Question

The number of terms in the AP 2,5,8, …, 59 are?

Answer 1

Hint: In the given question we are given an arithmetic progression in which we are provided with the first term, some middle terms and the last term of the progression. Now, we are being asked to find the total number of numbers that the given arithmetic progression contains.

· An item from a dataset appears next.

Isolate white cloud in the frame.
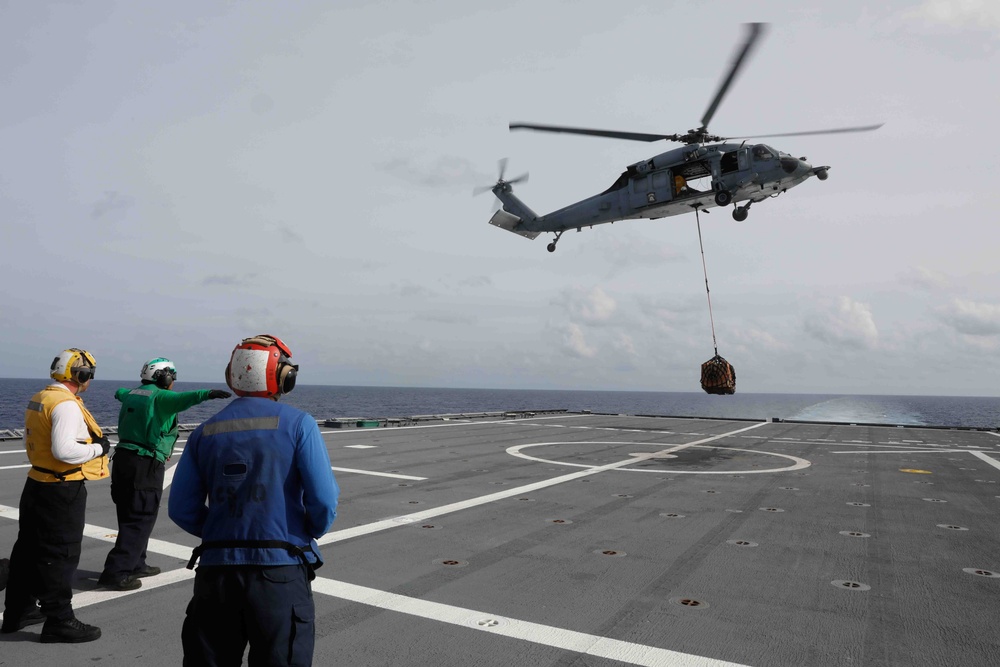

Complete step-by-step solution:
According to the given question, we need to find the total number of terms present in the arithmetic progression. We know that the first term of the given progression is 2 and the next consecutive term is 5. So, now we can find the common difference of the given AP using these two terms which is 3.
Now, we are also given the last term of the AP which is 59 and we know the formula used to find the last terms of the AP which is ${{a}_{n}}= a+\left( n-1 \right)d$ , where a is the first term, d is common difference and n is the total number of terms of the AP and we know the value of ${{a}_{n}}$ which is the last term 59.
Now, substituting all these values in the formula we will get the value of n.
\[\begin{align}
  & {{a}_{n}}= a+\left( n-1 \right)d \\
 & \Rightarrow 59=2+\left( n-1 \right)3 \\
 & \Rightarrow 57=\left( n-1 \right)3 \\
 & \Rightarrow n-1=\dfrac{57}{3} \\
\end{align}\]
Now, simplifying this we will get the value of n as:
$\begin{align}
  & n=\dfrac{60}{3} \\
 & \Rightarrow n=20 \\
\end{align}$
Therefore, the total number of terms present in the given arithmetic progression is 20.

Note: In the question, we have directly substituted the value in the formula in order to cross verify we can find the common difference from the first two terms and then we can reach till last term but this is time consuming if we have a large number of terms. Therefore, we need to use the formula and be careful during the calculations.